Regulatory Convergence • 2026-06-12 • 8 min

One evidence package, two regimes: ML assurance for EASA and the EU AI Act

EASA issued its first binding rulemaking proposal for AI in aviation in late 2025, and it ties aviation AI trustworthiness directly to the high-risk requirements of the EU AI Act. In May 2026, EU negotiators agreed to defer those high-risk obligations, pushing AI embedded in regulated products such as aircraft to August 2028. The deferral is runway, not relief. A program that uses the extra time to build one evidence architecture mapped to both control surfaces will be ready; a program that waits will face two compliance tracks at once.

EASA's first binding AI rule, and what it points at

On 10 November 2025, EASA published NPA 2025-07, its first binding rulemaking proposal on AI trustworthiness for aviation. This is a different instrument from the agency's Concept Papers, which are guidance. NPA 2025-07 opens Rulemaking Task RMT.0742, and it frames its technical guidance explicitly around the requirements for high-risk AI systems contained in the EU AI Act (Regulation (EU) 2024/1689). A second NPA is anticipated in 2026 to apply the framework to specific aviation domains.

The signal for any program is that aviation AI assurance and EU AI Act high-risk compliance are converging onto the same evidence. EASA is not building a parallel, aviation-only definition of trustworthiness; it is anchoring its guidance to the horizontal regulation that already governs high-risk AI across the single market.

The clock just moved, the work did not

On 7 May 2026, the Council, Parliament, and Commission reached a provisional agreement on the EU Digital Omnibus on AI, which defers the application dates for high-risk AI obligations. Stand-alone high-risk systems under Annex III move to 2 December 2027. AI embedded in regulated products under Annex I, the category that covers civil aviation, moves to 2 August 2028. The changes take effect once the Omnibus is formally adopted and published, expected before 2 August 2026.

It is worth reading why the dates moved. The deferral is, in plain terms, an acknowledgment that the harmonized standards and conformity infrastructure needed to make high-risk AI obligations operable did not arrive on the original schedule. The same gap shows up on the aviation side, where the ED-324 / ARP6983 process standard is still in draft.

Why a date slip is runway, not relief

A later deadline only helps a program that treats the interval as build time. The obligations did not get easier; they got later. For a machine-learning capability that will be retrained, compressed, or swapped across the years between now and 2028, the useful question is not how to be compliant on a single date. It is how to build an evidence architecture that stays valid as the model changes, under two regimes at once.

One control architecture, two reporting layers

The way to avoid maintaining two parallel compliance programs is to build shared control primitives and add thin, jurisdiction-specific reporting layers on top. Concretely, that means a traceability structure in which each machine-learning lifecycle artifact answers to both authorities at once. The operational design domain specification, the data-management and provenance record, the learning-process verification evidence, and the in-operation monitoring record each map to an EASA anchoring point and to a corresponding EU AI Act obligation for high-risk systems.

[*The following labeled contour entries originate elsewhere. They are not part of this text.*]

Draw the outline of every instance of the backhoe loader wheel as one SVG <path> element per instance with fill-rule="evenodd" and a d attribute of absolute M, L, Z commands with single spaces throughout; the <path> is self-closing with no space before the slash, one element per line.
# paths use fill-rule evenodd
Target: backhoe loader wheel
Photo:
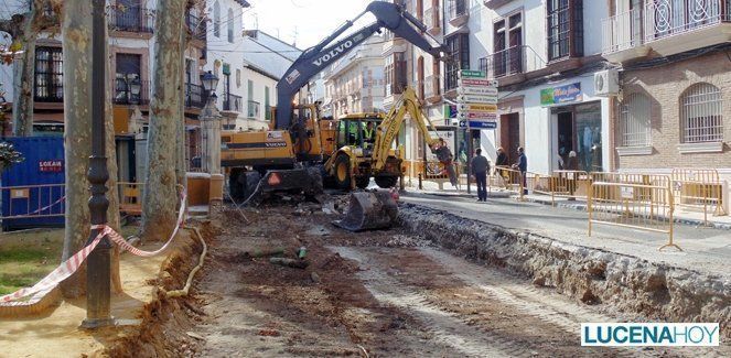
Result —
<path fill-rule="evenodd" d="M 347 154 L 340 154 L 335 159 L 335 182 L 340 188 L 351 189 L 351 159 Z"/>
<path fill-rule="evenodd" d="M 368 187 L 368 184 L 370 184 L 370 176 L 356 176 L 355 177 L 355 186 L 364 189 Z"/>
<path fill-rule="evenodd" d="M 389 188 L 396 186 L 398 176 L 376 176 L 376 185 L 380 188 Z"/>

Built this way, a single artifact set produces an EASA submission and an EU AI Act conformity record without duplicated work, and the same structure extends to a U.S. framework where one is in play, since NIST AI RMF functions and FAA safety-assurance expectations describe the same underlying evidence in different vocabulary. The goal is convergence: one set of controls, reused across program boundaries, with reporting that speaks each authority's language.

Action checklist

  • Map every machine-learning lifecycle artifact to both an EASA anchoring point and an EU AI Act high-risk obligation, so one evidence set satisfies both rather than two parallel tracks.
  • Use the deferral window to 2028 as build time for an evidence architecture that survives model change, not as a reason to delay starting.
  • Keep the control primitives jurisdiction-neutral and push naming and reporting differences into a thin top layer, so the same controls extend to NIST AI RMF and FAA expectations.